Home Business News Energy firm to cut 1,700 jobs leaving workers ‘devastated’ and will reduce number of offices from 10 to three

Energy firm to cut 1,700 jobs leaving workers ‘devastated’ and will reduce number of offices from 10 to three

by LLB staff reporter
13th Jan 22 3:09 pm

The energy firm Ovo are to cut 1,700 jobs leaving workers “devastated” and unions will oppose the job cuts.

The government has been criticised by unions for “doing nothing” to tackle the ongoing energy crisis and “we are all paying the price.”

Ovo energy are to reduce their offices from 10 to three and staff were informed this morning of the news.

The energy company has around 4.5m customers and the cut in jobs represents a quarter of their employees, and staff will get a pay rise as they are increasing the minimum wage by 15% to £12 an hour for 1,000 workers.

General secretary Sharon Graham said, “We will do everything in our power to defend our members’ jobs.

“All and every option will be on the table. As a first step the company must now open the books to union experts.

“We will not sit by and watch our members being made to pay the price of the pandemic.”

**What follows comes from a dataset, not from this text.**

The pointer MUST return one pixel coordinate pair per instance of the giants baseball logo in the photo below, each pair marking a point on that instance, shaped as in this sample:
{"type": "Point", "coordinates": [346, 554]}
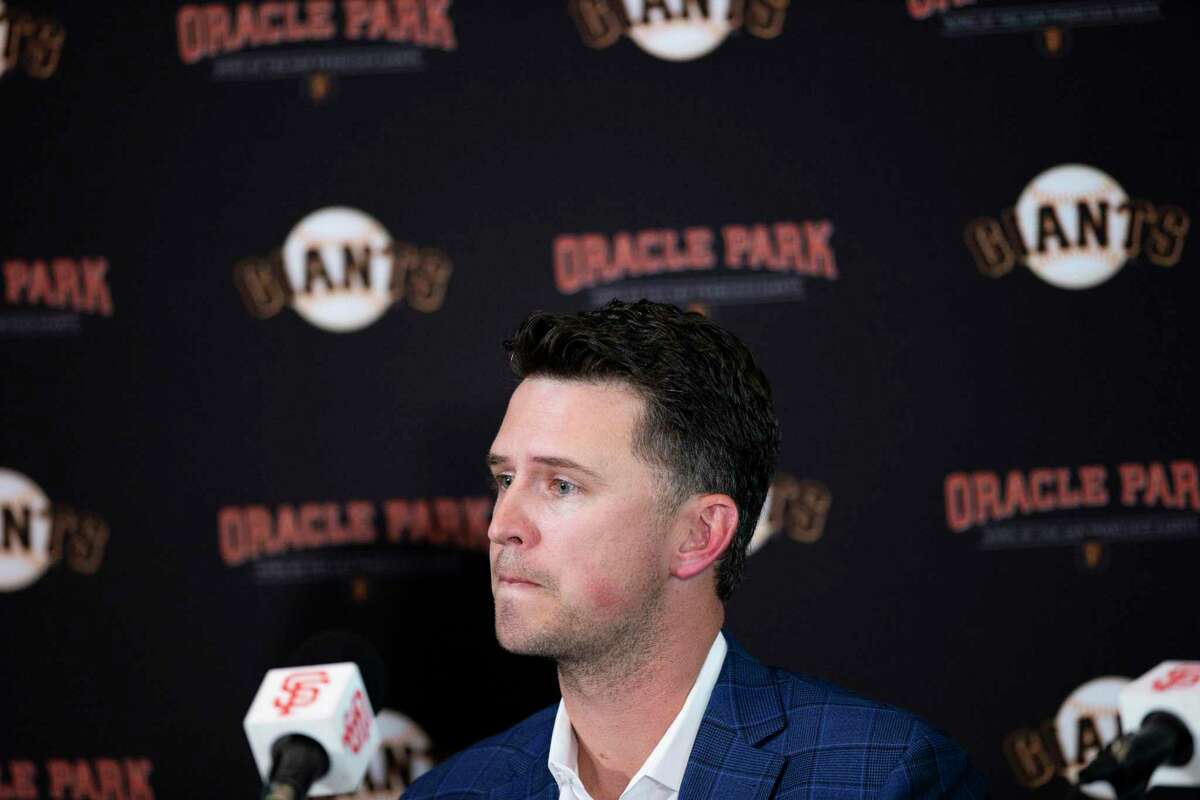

Unite national officer for energy Simon Coop added: “We warned the directors about blundering into the SSE takeover.

“In recent years the same directors have plundered the accounts for amounts estimated to be touching £5 million.

“Ovo must be subject to severe scrutiny before the union decides on our next moves, but if they move to compulsory redundancies they will be fully opposed by the union.”

GMB national officer Gary Carter said: “This is a new year kick in the teeth for employees who have seen the company through Covid and faced increased call volumes and stress caused by the energy crisis.

“At a time when more than 20 energy companies have gone to the wall and customers are looking to other providers for their energy needs, this looks like the wrong time to cut jobs.

“Customer numbers are increasing in those companies left in the energy retail sector.

“The Government has stood back and done nothing to address the energy crisis and we are all paying the price.”

Unison’s head of energy Matt Lay said: “Hard-working staff across the company will be devastated as they anxiously await their fate. Closing offices will hit local economies hard too.

“Staff have been dealt a cruel blow. Instead of worrying about star jumps, porridge and cat cuddles, Ovo bosses should have been spending time on the issues that matter. Axing so many public-facing roles will have a huge impact on customers.

“Unions will be pushing managers to hold on to staff and retrain them. Those in at-risk roles must become part of the huge energy-efficiency drive that’s necessary if net-zero commitments are to be met.

“The Government isn’t without blame. Its hands-off approach to energy regulation has been disastrous. Ministers need to roll up their sleeves and get involved before the UK’s entire energy sector goes under.”

Sue Ferns of the Prospect union said: “These job losses are a further result of the crisis in energy retail. The Government needs to urgently look at wholesale reform of the energy retail market, including bringing it under local public control. Consumers and workers are paying the price for a system that simply does not work.

“We hope that Ovo is able to stick to its promise to limit losses to voluntary redundancy. Prospect will be working with the company to mitigate as far as possible the impact of this decision on our members.”